Картина называется «Натюрморт с графином». И действительно, графин, взятый удивительно точными, энергичными мазками — персонаж, привлекающий внимание, уверенный в том, что именно он—главное действующее лицо полотна. Не ведая сомнений, он вбирает в себя свет, преломляя в стеклянных боках солнечный луч или игриво жонглируя электрическим светом. Словно старший мастер, подбоченясь и не без гордости, соседствует он с подмастерьем — маленькой стекляшкой, стаканчиком. Показывает, красуется. Вот как я умею, поймал солнце, я сам-солнце!
И что ему, светоносному, это черное пятно, эта клякса на скатерти, черная матовая пепельница! Но чтобы ее уравновесить, нужна тень. Тень, падающая от кувшина... А по ободку круглой пепельницы бегут блики, будто даже не темнее тех, что на стекле...
Напряженный диалог предметов весьма интересен, но зрителю, который видит весь натюрморт целиком, очевидно, что главное действующее лицо—скатерть. Пылающая, самодостаточная, дерзкая в своем петрово-водкинском ракурсе, она пламенеет пафосом знамени, романтикой молодости, силы и борьбы.

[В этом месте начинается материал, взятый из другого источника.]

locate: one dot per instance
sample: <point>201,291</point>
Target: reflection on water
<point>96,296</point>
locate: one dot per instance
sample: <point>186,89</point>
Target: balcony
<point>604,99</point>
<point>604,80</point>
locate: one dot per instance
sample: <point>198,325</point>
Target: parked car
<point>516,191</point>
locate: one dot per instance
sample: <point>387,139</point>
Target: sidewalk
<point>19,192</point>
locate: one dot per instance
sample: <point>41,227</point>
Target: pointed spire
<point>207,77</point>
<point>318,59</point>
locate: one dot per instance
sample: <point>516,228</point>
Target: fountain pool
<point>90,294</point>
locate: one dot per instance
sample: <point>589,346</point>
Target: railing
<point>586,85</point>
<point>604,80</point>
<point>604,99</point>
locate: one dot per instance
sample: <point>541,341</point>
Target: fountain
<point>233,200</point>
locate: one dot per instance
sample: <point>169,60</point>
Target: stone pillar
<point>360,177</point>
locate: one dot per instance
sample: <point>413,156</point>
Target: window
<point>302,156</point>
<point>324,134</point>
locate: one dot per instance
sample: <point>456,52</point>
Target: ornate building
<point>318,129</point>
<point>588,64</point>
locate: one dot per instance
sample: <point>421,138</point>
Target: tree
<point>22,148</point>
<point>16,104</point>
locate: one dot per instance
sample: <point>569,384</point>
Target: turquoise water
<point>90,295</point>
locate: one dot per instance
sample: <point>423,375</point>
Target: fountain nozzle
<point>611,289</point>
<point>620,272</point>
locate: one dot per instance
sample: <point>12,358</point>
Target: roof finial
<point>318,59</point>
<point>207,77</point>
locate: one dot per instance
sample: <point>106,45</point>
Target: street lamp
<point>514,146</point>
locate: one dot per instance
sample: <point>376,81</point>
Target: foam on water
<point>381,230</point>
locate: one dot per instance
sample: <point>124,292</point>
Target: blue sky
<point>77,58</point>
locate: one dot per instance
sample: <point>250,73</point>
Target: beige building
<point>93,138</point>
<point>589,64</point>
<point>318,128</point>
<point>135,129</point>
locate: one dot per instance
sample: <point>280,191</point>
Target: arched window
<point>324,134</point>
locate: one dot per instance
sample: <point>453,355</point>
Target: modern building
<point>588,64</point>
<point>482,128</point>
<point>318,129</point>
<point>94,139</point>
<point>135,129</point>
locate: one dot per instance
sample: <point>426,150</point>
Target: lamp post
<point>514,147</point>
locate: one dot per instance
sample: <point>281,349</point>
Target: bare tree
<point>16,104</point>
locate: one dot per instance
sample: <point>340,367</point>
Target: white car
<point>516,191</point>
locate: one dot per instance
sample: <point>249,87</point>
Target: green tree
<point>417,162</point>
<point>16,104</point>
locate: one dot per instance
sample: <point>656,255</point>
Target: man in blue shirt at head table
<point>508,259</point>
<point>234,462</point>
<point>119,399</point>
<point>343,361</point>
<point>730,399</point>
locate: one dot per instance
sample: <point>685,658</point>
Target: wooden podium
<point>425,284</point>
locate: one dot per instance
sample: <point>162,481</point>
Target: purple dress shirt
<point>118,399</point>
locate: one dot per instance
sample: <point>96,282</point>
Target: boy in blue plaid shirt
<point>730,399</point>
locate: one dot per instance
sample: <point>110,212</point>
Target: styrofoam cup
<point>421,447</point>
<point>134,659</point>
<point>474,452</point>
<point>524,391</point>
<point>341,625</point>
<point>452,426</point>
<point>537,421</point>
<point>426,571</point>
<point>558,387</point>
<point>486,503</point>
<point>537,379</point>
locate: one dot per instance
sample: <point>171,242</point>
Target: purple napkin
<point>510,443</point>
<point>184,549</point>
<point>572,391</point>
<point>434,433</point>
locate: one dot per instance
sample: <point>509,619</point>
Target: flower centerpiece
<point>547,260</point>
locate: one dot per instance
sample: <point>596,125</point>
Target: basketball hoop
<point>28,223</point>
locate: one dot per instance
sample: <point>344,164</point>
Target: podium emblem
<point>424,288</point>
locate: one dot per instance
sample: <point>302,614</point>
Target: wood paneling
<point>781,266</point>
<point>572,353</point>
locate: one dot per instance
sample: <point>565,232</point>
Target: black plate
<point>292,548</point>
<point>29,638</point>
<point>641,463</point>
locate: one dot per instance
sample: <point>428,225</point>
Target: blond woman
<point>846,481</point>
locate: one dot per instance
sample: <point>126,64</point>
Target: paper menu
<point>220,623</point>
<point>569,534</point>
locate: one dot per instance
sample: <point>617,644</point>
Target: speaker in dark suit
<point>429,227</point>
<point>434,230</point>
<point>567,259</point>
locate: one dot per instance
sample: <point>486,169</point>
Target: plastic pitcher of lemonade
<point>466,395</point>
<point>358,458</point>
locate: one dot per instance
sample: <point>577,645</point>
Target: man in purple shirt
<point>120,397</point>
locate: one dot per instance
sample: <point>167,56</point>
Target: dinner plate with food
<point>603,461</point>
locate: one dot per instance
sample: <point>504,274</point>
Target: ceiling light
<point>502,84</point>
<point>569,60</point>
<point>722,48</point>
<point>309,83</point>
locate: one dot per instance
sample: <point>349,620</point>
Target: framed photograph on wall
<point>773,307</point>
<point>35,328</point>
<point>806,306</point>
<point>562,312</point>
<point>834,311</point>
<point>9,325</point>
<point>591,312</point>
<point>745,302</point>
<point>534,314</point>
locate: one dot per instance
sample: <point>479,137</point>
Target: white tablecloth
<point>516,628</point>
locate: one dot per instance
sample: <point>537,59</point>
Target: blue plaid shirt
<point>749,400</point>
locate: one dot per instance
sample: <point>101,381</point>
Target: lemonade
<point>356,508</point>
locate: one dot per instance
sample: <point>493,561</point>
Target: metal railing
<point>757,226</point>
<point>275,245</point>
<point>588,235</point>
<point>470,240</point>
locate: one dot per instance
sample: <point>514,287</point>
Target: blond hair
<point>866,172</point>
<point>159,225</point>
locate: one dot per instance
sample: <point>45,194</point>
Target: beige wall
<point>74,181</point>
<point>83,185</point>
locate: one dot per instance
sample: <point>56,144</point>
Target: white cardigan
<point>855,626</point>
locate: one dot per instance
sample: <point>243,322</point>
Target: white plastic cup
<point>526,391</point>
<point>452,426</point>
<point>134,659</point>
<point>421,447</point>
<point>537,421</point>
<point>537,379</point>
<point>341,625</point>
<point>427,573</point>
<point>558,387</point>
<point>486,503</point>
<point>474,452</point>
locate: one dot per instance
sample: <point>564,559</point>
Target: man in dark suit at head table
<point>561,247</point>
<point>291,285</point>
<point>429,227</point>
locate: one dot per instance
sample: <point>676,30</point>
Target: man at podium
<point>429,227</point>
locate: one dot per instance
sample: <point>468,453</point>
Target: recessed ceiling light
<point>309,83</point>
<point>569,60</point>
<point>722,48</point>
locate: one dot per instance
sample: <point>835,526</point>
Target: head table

Этот натюрморт был написан на любимой художником Академической даче, Копытцева называла его " председательский натюрморт".
Дело в том, что только у председателя местного колхоза был телефон, все к нему ходили, чтобы позвонить. И Майя Копытцева как-то зашла. И взглядом художника сразу выхватила острый кусок реальности, тот, который, быть может, соответствовал её настроению в тот момент. А настроение у неё бывало разное, и часто — далёкое от елейной нежности. Недаром супруг, Анатолий Левитин, преданно любивший и много писавший свою Майю, одному из ее портретов дал в скобках второе название, "Копытцева сердится". Глядя на этот портрет и на председательский натюрморт, вряд ли кто-нибудь скажет, что натюрморт— это мертвая натура, настолько красноречив и ярок в нем характер автора.